Cytotoxic chemotherapy drugs which are used for treating malignant cells cannot distinguish between normal and cancerous cells. This would lead to adverse side effects. Moreover, drug resistance is another major problem of the classical chemotherapy during the treatment period. Recently, various therapeutic strategies have been developed for cell-specific targeting of anti-neoplastic drugs. Among the various kinds of drug delivery systems, (immuno) liposome has attracted high attention for its unique features such as high loading capacity, lower toxicity, delivery of soluble/non-soluble drugs, targeting and versatile structural specifications that permit easy surface decoration. Idarubicin is a semisynthetic anticancer drug that is widely used for treatment of leukemia as well as other kinds of cancers.
In this study, liposomes were covered with biocompatible polyethylene glycol (PEG) and dress up with a monoclonal antibody (mAb) Trastuzumab (Herceptin®). Trastuzumab is a humanized mAb approved by FDA for ablation of HER-2 over express cells in metastatic breast cancer. The constructed immunoliposome was loaded by Idarubicin. Shape, polarity, and size of synthesized immunoliposomes were characterized by the Atomic Force Microscopy (AFM) and Dynamic Light scattering (DLS) methods. SK-BR3 and MCF7 cell lines were used as HER2- positive and HER2-negative cells, respectively. Cell lines were treated with different concentrations of Idarubicin either in the free form or entrapped in liposomes/ immunoliposomes. After treatment, growth of malignant cells was evaluated by MTT assay.

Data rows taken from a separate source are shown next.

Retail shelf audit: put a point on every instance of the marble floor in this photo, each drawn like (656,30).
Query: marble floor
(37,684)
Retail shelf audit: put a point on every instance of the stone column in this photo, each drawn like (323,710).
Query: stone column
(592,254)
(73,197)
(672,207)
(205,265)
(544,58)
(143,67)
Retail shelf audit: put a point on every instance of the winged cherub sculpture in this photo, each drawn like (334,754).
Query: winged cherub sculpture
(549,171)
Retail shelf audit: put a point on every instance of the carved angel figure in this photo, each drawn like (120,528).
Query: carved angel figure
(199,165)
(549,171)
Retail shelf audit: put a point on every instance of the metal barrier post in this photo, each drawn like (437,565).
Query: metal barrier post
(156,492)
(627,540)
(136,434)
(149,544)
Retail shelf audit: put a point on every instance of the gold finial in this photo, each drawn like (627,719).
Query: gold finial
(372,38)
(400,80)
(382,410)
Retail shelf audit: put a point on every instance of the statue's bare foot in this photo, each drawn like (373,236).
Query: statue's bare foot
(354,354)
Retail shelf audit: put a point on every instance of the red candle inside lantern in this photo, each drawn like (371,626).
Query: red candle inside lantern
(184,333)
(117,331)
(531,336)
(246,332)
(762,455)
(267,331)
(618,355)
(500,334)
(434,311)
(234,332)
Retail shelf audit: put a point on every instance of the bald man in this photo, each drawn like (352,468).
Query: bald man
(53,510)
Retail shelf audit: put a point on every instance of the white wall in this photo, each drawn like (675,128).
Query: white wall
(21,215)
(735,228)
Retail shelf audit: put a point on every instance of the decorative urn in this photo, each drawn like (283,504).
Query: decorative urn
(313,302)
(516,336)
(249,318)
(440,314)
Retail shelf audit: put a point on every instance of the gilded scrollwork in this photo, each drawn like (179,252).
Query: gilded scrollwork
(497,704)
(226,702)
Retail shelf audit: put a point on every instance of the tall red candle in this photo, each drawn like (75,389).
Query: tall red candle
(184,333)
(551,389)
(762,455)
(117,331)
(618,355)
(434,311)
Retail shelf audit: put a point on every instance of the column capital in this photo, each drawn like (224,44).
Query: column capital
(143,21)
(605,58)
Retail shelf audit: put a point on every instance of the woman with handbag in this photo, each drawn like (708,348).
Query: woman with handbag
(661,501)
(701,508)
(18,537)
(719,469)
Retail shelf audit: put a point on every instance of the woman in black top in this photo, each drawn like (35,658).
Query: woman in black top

Mean diameter and zeta potential of the prepared Idarubicin-loaded anti-HER2 immunoliposomes were 160 nm and –20 mV, respectively. Cell lines responded to Idarubicin in a concentration dependent manner. According to the obtained results, Idarubicin showed potent toxic effect on both kinds of cell lines, however; SK-BR3 cells were significantly more sensitive. In comparison, Idarubicin in the form of immunoliposome was more potent in the killing of SK-BR3 malignant cells.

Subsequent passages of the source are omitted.